Jest najzdrowszą z kasz, zawiera mnóstwo witamin i minerałów, pomaga zwalczyć toksyny zalegające w organizmie, jest niezwykle odżywcza i… mało kto wie, że wszystkie te właściwości należą do kaszy jaglanej!
Kasza jaglana – kto zna, kto je, ten wie, że jest niezastąpiona! Swoją „przygodę z jaglanką” rozpoczęłam kilkanaście miesięcy temu. Zanim jednak znalazłam ten cudowny produkt najeździłam się, naszukałam i w końcu po wielu sklepowych odwiedzinach i pytaniach („Jaglana?” „Na pewno chodzi Pani o Jaglaną?”) odnalazłam! Jak to możliwe, żeby taki skarb w naszej kuchni był tak niedoceniany? Dzisiaj zatem przedstawiam Wam jaglankę – królową wszystkich kasz!
Co takiego cennego ma w sobie ta kasza, że gości dzisiaj na blogu?
- Jest lekkostrawna i bardzo odżywcza. Idealna na śniadanie z owocami czy bakaliami.
- Kasza jaglana zawiera w swoim składzie krzemionkę, która wspaniale wpływa na nasze stawy przyspieszając ich regenerację, pomaga w odchudzaniu poprzez poprawę funkcjonowania metabolizmu oraz, jak powszechnie wiadomo, krzem działa zbawiennie na stan naszej skóry, włosów, paznokci i zębów.
- Jaglana nie zawiera glutenu, zatem z pełną odpowiedzialnością można ją podać swoim maluchom oraz alergikom – nie uczula.
- Polecana przy wychłodzeniu organizmu, gdyż ma działanie ocieplające (kto z nas nie lubi się grzać od środka?).
- Ma odczyn zasadowy, co przy obecnej – mocno zakwaszającej organizm diecie – ma ogromne znaczenie dla utrzymania równowagi kwasowo zasadowej, która z kolei przekłada się na nasze zdrowie i energię.
- W kaszy jaglanej odnajdziemy ponadto tiaminę, ryboflawinę i lecytynę wspierające nasz układ nerwowy i działające zbawiennie na nasza pamięć. Ponadto lecytyna reguluje poziom cholesterolu we krwi, a tiamina przyspiesza gojenie się ran.
Po tych wszystkich wspaniałościach nie sposób odmówić sobie jaglanki na śniadanie czy na obiad.

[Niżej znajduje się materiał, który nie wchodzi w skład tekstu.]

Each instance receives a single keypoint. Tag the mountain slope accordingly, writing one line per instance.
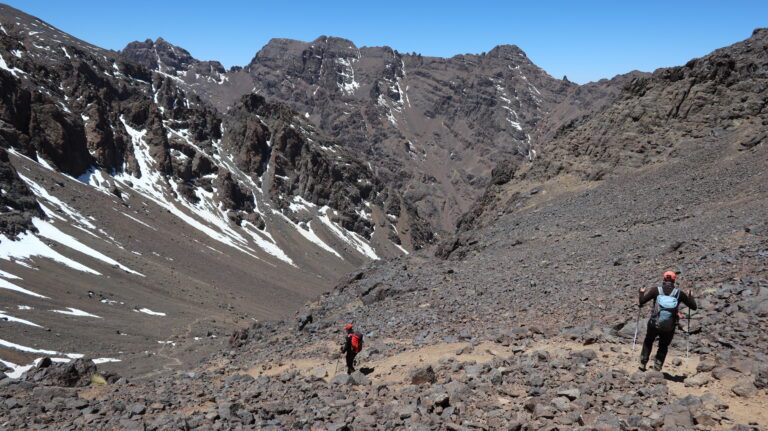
(431, 127)
(155, 211)
(526, 323)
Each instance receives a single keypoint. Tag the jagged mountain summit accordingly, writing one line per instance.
(431, 127)
(140, 224)
(526, 320)
(129, 202)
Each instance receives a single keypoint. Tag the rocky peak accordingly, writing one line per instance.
(163, 56)
(508, 52)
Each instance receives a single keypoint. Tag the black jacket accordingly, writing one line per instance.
(653, 292)
(347, 346)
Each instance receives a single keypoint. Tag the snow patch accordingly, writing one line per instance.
(10, 318)
(75, 312)
(14, 71)
(351, 238)
(8, 275)
(29, 245)
(98, 361)
(49, 231)
(150, 312)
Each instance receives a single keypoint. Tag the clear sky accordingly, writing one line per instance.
(585, 40)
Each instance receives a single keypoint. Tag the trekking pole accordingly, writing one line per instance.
(637, 327)
(688, 331)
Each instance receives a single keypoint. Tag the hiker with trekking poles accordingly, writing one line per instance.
(664, 318)
(353, 344)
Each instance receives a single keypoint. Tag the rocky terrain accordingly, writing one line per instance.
(430, 127)
(523, 319)
(129, 202)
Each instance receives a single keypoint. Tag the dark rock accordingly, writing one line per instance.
(423, 376)
(745, 390)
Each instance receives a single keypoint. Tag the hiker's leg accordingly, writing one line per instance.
(650, 336)
(661, 353)
(350, 362)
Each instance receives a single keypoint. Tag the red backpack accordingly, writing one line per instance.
(357, 342)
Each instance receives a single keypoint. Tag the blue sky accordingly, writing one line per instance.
(584, 40)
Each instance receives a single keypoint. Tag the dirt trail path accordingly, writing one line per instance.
(396, 368)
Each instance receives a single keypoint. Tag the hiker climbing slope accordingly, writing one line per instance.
(664, 316)
(353, 344)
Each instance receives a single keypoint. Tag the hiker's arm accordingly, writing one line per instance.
(646, 294)
(688, 300)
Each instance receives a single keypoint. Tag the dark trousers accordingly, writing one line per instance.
(665, 338)
(351, 362)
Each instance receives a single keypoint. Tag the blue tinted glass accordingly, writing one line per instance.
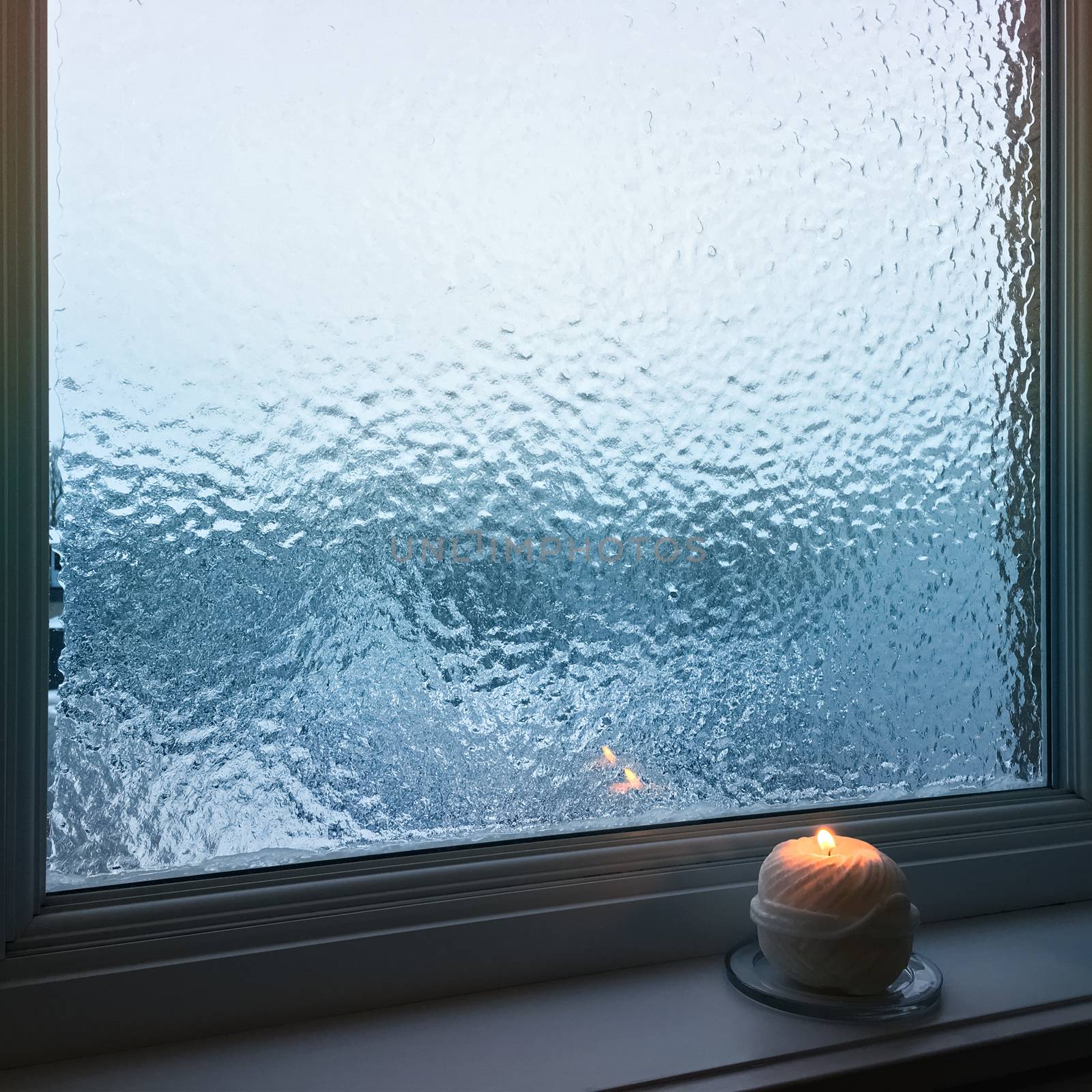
(745, 298)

Z powodzeniem może zastąpić ziemniaki lub też być dodatkiem do sałatki czy zapiekanki. W zasadzie to można z niej robić wszystko :). Sama kiedyś przygotowałam budyń czekoladowy właśnie z użyciem (jako głównego składnika) kaszy jaglanej.
Polecam Wam blog smakoterapia, w którym to odnajdziecie mnóstwo przepisów z kaszą jaglaną w roli głównej.
Podobne wpisy
-
Kurkuma – najzdrowsza z przypraw
-
Zacznij dzień zdrowo! Woda z cytryną
-
Co jeść zimą, czyli jak, to co jemy może wpływać na naszą odporność?
mam koleżankę, która przysięga, że kasza jaglana z podgotowanymi warzywami ratuje ją zawsze
wtedy, gdy zaczyna brać ją przeziębienie. ja jakoś nie mogę nauczyc się przyrządzać jej tak, by mi posmakowała. mimo przelewania wrzątkiem lub prażenia na sucho, nie mogę pozbyć się goryczki. muszę jeszcze poeksperymentować. dzięki za namiary na smakoterapię – wygląda smakowicie :-)
Od smakoterapii u mnie się zaczęło i teraz kilka razy w tygodniu jaglana gości w moim brzuszku :-)
A próbowałaś na słodko? Np. z prażonymi jabłkami i cynamonem? Jest przepyszna! W zasadzie to można z niej zrobić wszystko, na wspomnianym blogu odnajdziesz wiele inspiracji i z pewnością znajdziesz kaszę w wersji idealnej dla Ciebie!